Avec Frank et Céline, nous lions amitié et partons certains soirs à la pêche.  Les chevrettes, une sorte de crevettes d'eau douce ne sont pas faciles à attraper, elles se pêchent la nuit avec une lampe frontale et un petit trident.  j'aurai un peu plus de succés avec l'anguille. Céline nous fait découvrir le crabe de terre. Il se ramasse la nuit également, en l'éblouissant (comme la chevrette). Sa chair est délicieuse, et nous le préférons même au crabe breton ! Franck et Céline partent un soir à la chasse. Céline attrape un cochon à main nue ! I Et, le lendemain  c'est le barbecue marquisien auquel nous sommes conviés. Ci-contre, film du barbecue et Céline au youcoulélé.
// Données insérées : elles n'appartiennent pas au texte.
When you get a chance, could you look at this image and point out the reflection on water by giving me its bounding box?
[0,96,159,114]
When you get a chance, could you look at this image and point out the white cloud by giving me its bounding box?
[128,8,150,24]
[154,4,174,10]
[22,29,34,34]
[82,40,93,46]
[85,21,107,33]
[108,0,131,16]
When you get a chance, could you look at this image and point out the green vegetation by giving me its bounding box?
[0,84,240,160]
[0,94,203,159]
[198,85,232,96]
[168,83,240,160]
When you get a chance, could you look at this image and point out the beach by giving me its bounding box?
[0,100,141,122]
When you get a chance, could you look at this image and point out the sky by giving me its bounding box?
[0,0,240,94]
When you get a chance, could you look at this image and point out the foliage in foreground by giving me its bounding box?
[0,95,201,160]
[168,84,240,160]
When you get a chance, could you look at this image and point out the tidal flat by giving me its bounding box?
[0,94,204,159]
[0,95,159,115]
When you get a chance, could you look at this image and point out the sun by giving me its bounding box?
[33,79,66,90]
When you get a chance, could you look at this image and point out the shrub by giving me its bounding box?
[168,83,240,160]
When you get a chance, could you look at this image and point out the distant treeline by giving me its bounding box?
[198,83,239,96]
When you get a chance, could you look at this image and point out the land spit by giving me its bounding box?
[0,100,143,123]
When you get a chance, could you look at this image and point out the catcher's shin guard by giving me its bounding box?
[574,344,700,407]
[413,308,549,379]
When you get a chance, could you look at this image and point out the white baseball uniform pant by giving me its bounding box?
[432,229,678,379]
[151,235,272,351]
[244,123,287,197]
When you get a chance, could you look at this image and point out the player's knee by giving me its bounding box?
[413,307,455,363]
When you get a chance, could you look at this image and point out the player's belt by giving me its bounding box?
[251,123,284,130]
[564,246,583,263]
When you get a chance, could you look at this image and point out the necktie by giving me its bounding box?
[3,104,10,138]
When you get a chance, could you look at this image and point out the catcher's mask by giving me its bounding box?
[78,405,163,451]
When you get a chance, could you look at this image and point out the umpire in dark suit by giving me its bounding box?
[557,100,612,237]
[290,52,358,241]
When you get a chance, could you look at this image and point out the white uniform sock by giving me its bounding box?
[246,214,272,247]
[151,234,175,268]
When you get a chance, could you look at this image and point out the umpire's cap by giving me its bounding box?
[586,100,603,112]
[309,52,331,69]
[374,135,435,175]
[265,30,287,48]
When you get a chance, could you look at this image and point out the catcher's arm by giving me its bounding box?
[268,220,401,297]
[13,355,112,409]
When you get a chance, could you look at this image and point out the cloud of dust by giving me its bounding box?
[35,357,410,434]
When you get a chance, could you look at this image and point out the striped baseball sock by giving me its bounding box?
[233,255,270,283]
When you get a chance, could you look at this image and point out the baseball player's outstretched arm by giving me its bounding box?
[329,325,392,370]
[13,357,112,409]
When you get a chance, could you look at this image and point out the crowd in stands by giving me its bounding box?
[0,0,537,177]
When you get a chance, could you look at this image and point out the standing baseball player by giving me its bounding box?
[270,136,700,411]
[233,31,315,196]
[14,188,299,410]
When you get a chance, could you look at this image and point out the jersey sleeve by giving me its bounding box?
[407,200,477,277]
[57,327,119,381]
Le vendredi 6 avril, nous partons à deux bateaux pour TAHUATA, une île  au sud -ouest d'HIVA-OA, avec Frank et Céline. C'est une petite navigation de quelques heures. Ils nous guide vers une petite baie non cartographiée. Elle est jolie tout plein avec 2 palmiers sur une plage de sable blanc. Nous l'apellerons la baie "Kavéka" du nom de leur bateau. "Kavéka" signifie petite sterne. L'eau et claire et limpide. La tête sous l'eau, fusil harpon en main, Max et Franck rameneront de quoi nous sustenter. Ils se méfieront des requins en mettant tout de suite leurs prises dans l'annexe pour ne pas avoir à partager avec eux ! De belles raies grises majestueuses volent en plein eaux. Ci-après le film :

Céline nous initiera à l'art du lait de coco. Il faut avant tout choisir ses noix de cocos. Nous les prenons un peu germées avec de l'eau dedans. Enlever la bourre qui les entoure n'est pas une mince affaire. Il faut avoir de la poigne ! c'est fibreux et ça adhère. Ensuite,  couper la noix en 2. Le germe du coco est un vrai délice. Nous en sommes devenus très friands. Puis, c'est l'heure de la rape. N'ayant pas le 220V à bord, nous utilisons une rape manuelle et nous rapons à tour de rôle pendant plusieurs heures. Une fois cette action finie, Céline prend un tissu humidifié, y met de la coco rapée et essore . Il coule alors un lait blanc, onctueux qui servira au repas du soir : de la pieuvre (pêchée par Franck) au lait de coco. Un petit  régal !   Céline commence à raper.  Récupération de la coco rapée.                                                                                                                                             Pieuvre, pêchée par Franck, au lait de coco et quinoa.

Nota : tu peux obtenir  du lait de coco en achetant de la coco rapée et en la pressant dans un linge humidifié et le poisson chez ton poissonnier.

Puis  Franck et Céline retournent sur HIVA-OA tandis que nous continuons la découverte de l'île de  TAHUATA de baie en baie.  Celle d'Hanamoenoa est également très belle. Elle est large et profonde. Une rangée de cocotiers ornent sa plage de sable coralien blanc.  Les falaises de basalte  sont couvertes d'une végétation que viennent brouter les chèvres. Quel calme ! Nous sommes tout seul au mouillage. C'est grandiose. Nous restons plusieurs nuits et nous nous prenons pour des " Robinson Crusoé" ! Max tirera un mérou caméléon que nous cuisinerons au lait de coco à l'ail que Céline nous a laissé.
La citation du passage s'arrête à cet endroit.